BoxLang 🚀 A New JVM Dynamic Language Learn More...
Utilize the PDFBox Java library to manipulate PDFs with CFML.
This is an early stage project. Feel free to use the issue tracker to report bugs or suggest improvements.
Why not just use cfpdf
and cfdocument
?
CFML's built in methods have their place - if they work for you, keep using them.
PDFBox's performance is generally faster that CFML's built in functions, particularly for extracting text. It provides more fine-grained control and insight into the underlying structures and data that make up a PDF (forms, links, javascript, metadata, etc.). Some PDF functionality is restricted to certain ColdFusion versions and engines, while PDFBox functions the same across engines and versions, providing flexibility in a codebase.
Instances of pdfbox.cfc
are created by passing it the absolute path to a PDF document or a PDF file input stream; the component then provides methods for working with that PDF. It's not a singleton, so it shouldn't be stored in a permanent scope; you need to instantiate pdfbox.cfc
for each PDF you're working with.
pdf = new pdfbox( src = 'absolute/path/to/pdf' );
Once created, pdfbox.cfc
provides a growing list of actions you can take on the PDF. For example:
//Extract Text
text = pdf.getText();
//Flatten a form
pdf.flatten();
//Save a copy of the edited pdf
pdf.save( expandPath( "./output/flattened.pdf" ) );
getText()
Returns the text extracted from the PDF document.

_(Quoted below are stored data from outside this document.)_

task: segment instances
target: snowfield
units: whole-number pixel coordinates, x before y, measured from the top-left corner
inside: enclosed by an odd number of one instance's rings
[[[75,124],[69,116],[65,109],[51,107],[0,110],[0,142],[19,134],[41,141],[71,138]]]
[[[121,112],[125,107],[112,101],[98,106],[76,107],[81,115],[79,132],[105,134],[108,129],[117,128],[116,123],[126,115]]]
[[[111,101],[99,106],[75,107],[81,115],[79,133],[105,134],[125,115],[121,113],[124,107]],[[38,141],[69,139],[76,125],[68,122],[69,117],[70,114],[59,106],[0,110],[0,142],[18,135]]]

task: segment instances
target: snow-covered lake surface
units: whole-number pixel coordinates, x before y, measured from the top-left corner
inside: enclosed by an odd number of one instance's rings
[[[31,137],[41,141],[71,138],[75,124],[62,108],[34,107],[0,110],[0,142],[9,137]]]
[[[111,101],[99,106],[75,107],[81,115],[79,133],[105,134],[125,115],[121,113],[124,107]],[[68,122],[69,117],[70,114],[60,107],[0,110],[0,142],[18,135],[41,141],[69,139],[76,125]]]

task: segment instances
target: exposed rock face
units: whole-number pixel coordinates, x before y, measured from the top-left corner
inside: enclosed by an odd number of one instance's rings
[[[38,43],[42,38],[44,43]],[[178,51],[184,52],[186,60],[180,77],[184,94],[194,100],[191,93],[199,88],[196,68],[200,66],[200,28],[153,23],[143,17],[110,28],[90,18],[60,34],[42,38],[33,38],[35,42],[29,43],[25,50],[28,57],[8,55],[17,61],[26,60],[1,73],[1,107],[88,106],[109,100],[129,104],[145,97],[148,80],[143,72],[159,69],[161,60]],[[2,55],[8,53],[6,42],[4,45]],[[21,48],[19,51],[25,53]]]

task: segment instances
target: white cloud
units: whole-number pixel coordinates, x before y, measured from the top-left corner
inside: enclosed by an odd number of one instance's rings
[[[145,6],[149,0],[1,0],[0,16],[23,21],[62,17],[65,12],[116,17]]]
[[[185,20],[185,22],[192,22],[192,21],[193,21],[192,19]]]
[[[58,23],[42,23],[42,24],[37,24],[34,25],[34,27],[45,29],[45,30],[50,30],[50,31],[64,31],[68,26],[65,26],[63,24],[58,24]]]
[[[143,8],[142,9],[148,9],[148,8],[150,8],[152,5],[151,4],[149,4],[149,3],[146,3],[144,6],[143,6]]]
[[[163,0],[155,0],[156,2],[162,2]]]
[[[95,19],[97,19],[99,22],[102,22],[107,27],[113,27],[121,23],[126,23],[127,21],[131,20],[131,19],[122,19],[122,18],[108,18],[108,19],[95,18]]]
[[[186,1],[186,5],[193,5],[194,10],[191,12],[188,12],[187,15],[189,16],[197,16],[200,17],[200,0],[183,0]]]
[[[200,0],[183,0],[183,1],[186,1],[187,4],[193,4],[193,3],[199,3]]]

getPageText( required numeric startpage, numeric endpage = 0 )
Returns the text extracted from specific pages of the pdf document. The endpage
argument defaults to the same as the startpage
if not provided.
getTextAsHtml()
Returns the text extracted from the PDF, wrapped in simple html. The underlying class used is PDFText2HTML.
flatten()
Flattens any forms on the pdf.
Note: Data in XFA forms is not visible after this process. Chrome/Firefox/Safari/Preview no longer support XFA PDFs; the format seems to be on its way out and is only supported by Adobe (via Acrobat) and IE. Adobe ColdFusion does not allow cfpdf's 'sanitize' action on PDFs with XFA content.
listAnnotations()
Returns all annotations within the pdf as an array; the type of each object returned is PDAnnotation, so you'll need to look at the javadocs for that to see what methods are available.
removeAnnotations()
Strips out comments and other annotations.
Note: Form fields are made visible/usable via annotations (as I understand it); consequently, removing all annotations renders forms, effectively, invisible and unusable, though the markup remains present (visible via a PDF Debugger). The default behavior of pdfbox.cfc
, therefore, is to leave annotations related to forms present, so that the forms remain functional. While you can remove form annotations by setting preserveForm = false
, the better approach is to use flatten()
.
Additionally, be aware that links are a type of annotation (PDAnnotationLink) so they're removed by this method.
removeEmbeddedFiles()
Removes embedded files.
removeJavaScript()
Attempts to remove all javascript from the PDF. Javascript can appear in a lot of places; this tackles the standard locations. If more are found, they'll be incorporated here.
removeEmbeddedJavaScript()
Removes the javascript embedded in the document itself.
removeDocumentJavaScriptActions()
Removes the actions that can be triggered on open, before close, before/after printing, and before/after saving.
removeFormFieldActions()
Removes actions embedded in the form fields ( triggered onFocus, onBlur, etc )
removeLinkActions()
Removes actions embedded in the links ( triggered onFocus, onBlur, etc )
removeMetaData()
Removes metadata from the document.
removeEmbeddedIndex()
If there is an embedded search index, this removes it (at least instances of an embedded searches that I've encountered).
removeBookmarks()
Removes the document outline (bookmarks)
sanitize()
Modeled after cfpdf
's "sanitize" action, this runs all data removal methods on the PDF. As new methods are added to the component, they'll be added here as well. Please be aware that I'm not a PDF expert and make no claims that this is a comprehensive sanitization. Sensitive data may remain in the PDF, even after running this method.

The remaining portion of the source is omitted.